In Danged Black Thing, Tanzanian-Australian writer Eugen Bacon delivers a collection of short stories that meditate on – among other things – race, gender, migration, climate change, love, and motherhood. Her writing spans genres, continents, and time periods. ‘Rain Doesn’t Fall on One Roof’ profiles a single African mother in Melbourne, struggling to find employment as she raises her son alone. ‘The Water Runner’ is set in a futuristic Tanzania facing down the effects of climate change; a couple, Zawadi and Mapesa, must make a potentially life-or-death choice in a world teetering on the edge. ‘A Visit to Whitechapel’, meanwhile, opens in a London where aliens are invading, an outlandish situation that gradually morphs into an older, more familiar tale.
What connects these stories is the prose style, which, for Bacon, is clearly what matters most. Her writing is poetic and lyrical, the kind that constantly reaches for new meaning, intent on defamiliarising things you’ve seen and felt a thousand times and making you experience them differently. Suitcases are ‘plastic tubs’; blood on a doorknob is a ‘cherry palm print on the doorjamb’. We are left to figure out for ourselves that ‘a shrine opened as a museum to the Pope’ is a church – specifically the church of Donald Trump’s infamous photo op, although we are left to figure that out for ourselves too.
Conveying what is happening at the surface level of the story is therefore not always at the top of Bacon’s to-do list. This is something she expects you, the reader, to do for yourself. You rise to the level of the language; it doesn’t stoop to yours. In many of the stories, this is a rewarding trade-off. In the first sumptuous entry, ‘Simbiyu and the Nameless’, Bacon earns her comparisons to Toni Morrison in the story of Simbiyu, who at 18-months-old is engulfed by a darkness that follows him for years and causes horrific accidents to those around him. ‘When the Water Stops’ paints a grim future for a rapidly warming world in which humans, having exhausted all drinkable water sources, are forced to drink each other’s blood for survival.
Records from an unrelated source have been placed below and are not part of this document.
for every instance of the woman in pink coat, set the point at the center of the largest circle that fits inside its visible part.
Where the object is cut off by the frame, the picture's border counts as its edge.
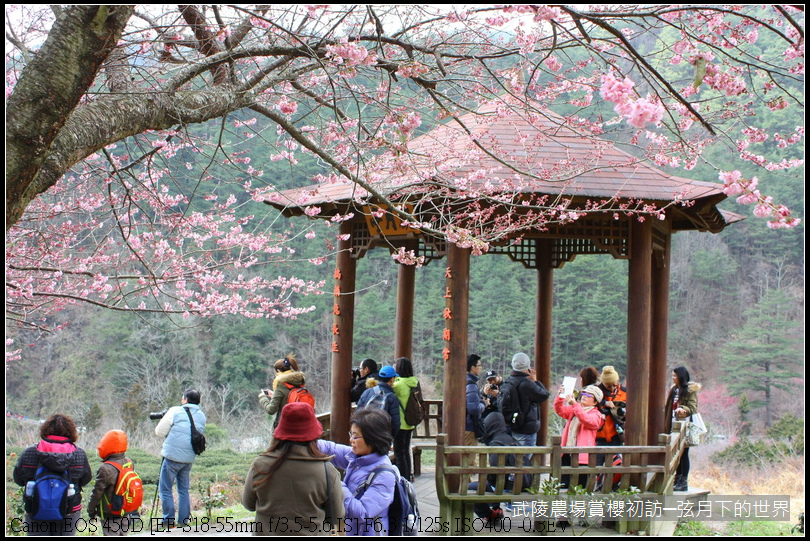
(583, 421)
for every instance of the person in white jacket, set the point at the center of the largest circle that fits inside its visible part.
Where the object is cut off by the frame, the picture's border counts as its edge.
(178, 456)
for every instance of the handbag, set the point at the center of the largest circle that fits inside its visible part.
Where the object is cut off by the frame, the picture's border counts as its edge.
(695, 429)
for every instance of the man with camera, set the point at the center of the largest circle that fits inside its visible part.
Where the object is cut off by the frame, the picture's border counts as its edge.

This approach falters, however, the closer Bacon moves to science fiction. In a genre that’s based on strange, fantastic worlds, what’s usually needed from the writer is clear, precise writing to guide the reader through them. Bacon, it seems, disagrees. Her prose remains as lyrical as it is opaque, and for many readers this will work against grasping any sense of the world she’s building. At the far end of this spectrum is ‘Messier 94’, a co-write with European writer Andrew Hook. It starts off as a meditation about ‘the lamentation of jazz and folk, blues and soul’; transfigures into a locked-room murder mystery; and winds up in some sort of virtual reality. Or a video game. Or possibly both. I’ve read it three times now and still have no idea.
Others, however, are more accessible. ‘Forgetting Toolern’ is a madcap sci-fi romance set in New London. Protagonist Soya falls in love with Toolern, best described as the mad scientist lovechild of Doc Brown and Dr. Who. Her attempts to pursue a relationship are frustrated every time Toolern rushes off to battle aliens on the other side of the universe, who seem real but also serve as convenient distractions from his crippling commitment issues.
Bonkers as it sounds, Bacon holds the whole adventure together with a rollicking sense of humour that turns any bewilderment into transcendent joy. As the final story in the collection, one can only hope it indicates where Bacon might be headed next.